Despite a lack of hard data, some industry specialists see the demographic inference as obvious.

"Clearly, boomers are buying foods with more flavor, so the food industry is going to put more of those out," said John Finley, head of the food science department at Louisiana State University. "Baby boomers want more gratification in their food, so we're going to see more restaurants pop up with more interesting, more intense flavors, and in the consumer products industry we're going to see new flavor enhancers explored in more depth."

In the restaurant business, that change is well underway. Thirty-five percent of all chain and white-tablecloth restaurants mentioned the word "spicy" on their menus a decade ago; by last year that number had risen to 54 percent, according to MenuMine, a menu item database compiled by the Foodservice Research Institute in Oak Park, Ill.

In the processed-food industry, scientists are also tackling the challenge in some surprising ways. Beyond amping up flavor, they have found that changing the appearance or texture of food can improve a taster's experience. Food science research shows that the color red, for example, is a strong stimulus for enhancing food's acceptability among the boomer age group. And foods with more texture - or "mouth feel," in industry lingo - can also heighten taste.

In a broad sense, the food industry has been trying to tune into boomer tastes for years.

"Whether they're trekking to the newest Nicaraguan, Tunisian, or Vietnamese restaurant, picking up cooking tips from intrepid TV chefs, or prowling the aisles of international markets, boomers want strong, complex flavors and new preparations to jazz up their daily fare," concluded a December 2005 report by Packaged Facts, a provider of consumer goods research.

Still, some industry watchers chide the business for not more quickly recognizing how to target today's older eaters. The traditional roster of senior-focused products - Ensure liquid shakes, fiber supplements - is a far cry from the tastes and self-image that Boomers take with them to the supermarket.

"The industry is having this wake-up call and saying, 'Oh, my God, right before my eyes everybody's older, and that means they have different food preferences,"' said A. Elizabeth Sloan, president of Sloan Trends Inc. "So the industry's realizing they need to reorient themselves to their changing palates."

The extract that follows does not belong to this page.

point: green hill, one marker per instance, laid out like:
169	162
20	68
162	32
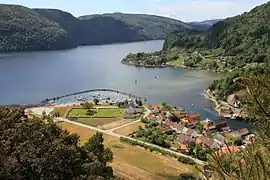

Added Sloan: "The message is: Wake up, food industry and restaurant industry. You guys need to start paying more attention to these people. But they're finally starting to get it because they're seeing where the dollars really are."

The business opportunity is huge. People 55 to 64 are the highest restaurant spenders, at $1,294 annually per capita, according to the National Restaurant Association, followed by those 45 to 54, who spend $1,175 a year on average. Projections from Met Life Market Institute show that by the time the last boomer turns 65 in 2030, the generation will control more than 40 percent of disposable income in the United States.

Besides having a physiological preference for foods with more oomph, many boomers are now empty nesters rediscovering the joys of home cooking, and are eager to experiment with techniques they've read about in food magazines or seen on cooking shows. And there's still plenty of shelf space alongside the Smokin' Cheddar BBQ Doritos, Hershey's Sweet and Salty Granola Bars, and Crazy Mother Pucker's Maniacal Mustard.

Food-industry observers suggest that as the business starts to supercharge flavors, manipulate textures, and tinker with colors to appeal to boomers, the real hurdle may be marketing. How, exactly, should companies promote foods designed for people of advancing age - especially when the target consumers are a proudly youthful contingent still coming to terms with their mortality?

"We haven't figured out how to market foods like that," said Fergus M. Clydesdale, head of food science at the University of Massachusetts at Amherst, "because 'food for old folks' just doesn't work."